Im Stadtgraben kann man das VegLab besichtigen. Hier wurde ohne viel Vorwissen eine Gewächshauskuppel errichtet, um darin Gemüseanbau auszuprobieren. Es wird experimentiert, mit Anbautechniken, Sensoren, Sortenauswahl und viel trial-and-error. So niederschwellig wie möglich, könnte man sagen. Denn die Kuppel soll einladen. Zum Vorbeikommen, zum Gespräch, zum Selbstversuch.
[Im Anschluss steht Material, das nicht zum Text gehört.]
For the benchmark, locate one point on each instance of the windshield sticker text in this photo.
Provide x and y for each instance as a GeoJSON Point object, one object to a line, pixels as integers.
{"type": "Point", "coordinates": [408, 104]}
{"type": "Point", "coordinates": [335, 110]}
Daneben, in der Wiese, hat das tschechische Kollektiv Node9 die Garden_Networks aufgebaut. Im Wurzellabor stehen Mikroskope bereit, um die unterschiedlichen Schichten unter unseren Füßen zu erforschen. Und wunderbare Blätter mit braunen Kreisen schaukeln zum Trocknen im Wind. Diese Bodenchromatographien sind, so kunstvoll sie auch aussehen, eine Art Fotografie der Bodenzusammensetzung. Mit Labormitteln, Silbernitrat und viel Geduld entstehen Abbilder, aus denen Expert:innen den Wasserhaushalt, die Mikroorganismen, den Humusgehalt und die Durchlüftung des Bodens herauslesen können. Wer sich selbst künstlerisch betätigen mag, darf nebenan zum Pinsel greifen und mit den unterschiedlichen Farben der Erde malen.

In der Salzgasse hat mittlerweile Marek Borsanyi seine mobile Druckerei aufgebaut. Während er im Plauderton die unterschiedlichen Drucktechniken erklärt, färbt er kleine Scherenschnitten ein, die er so ganz nebenbei aufskizziert, ausgeschnitten und mit ein bisschen Klebeband versehen hat. So entstehen im Gespräch seine ganz persönlichen Porträts, wie kleine Schnappschüssen. Ab durch die Walze, und schon existiert ein weiteres Kunstwerk. Fast wie eine Performance mutet das ganze an, doch Marek lädt das Publikum ein, selbst zu Schere und Klebeband zu greifen.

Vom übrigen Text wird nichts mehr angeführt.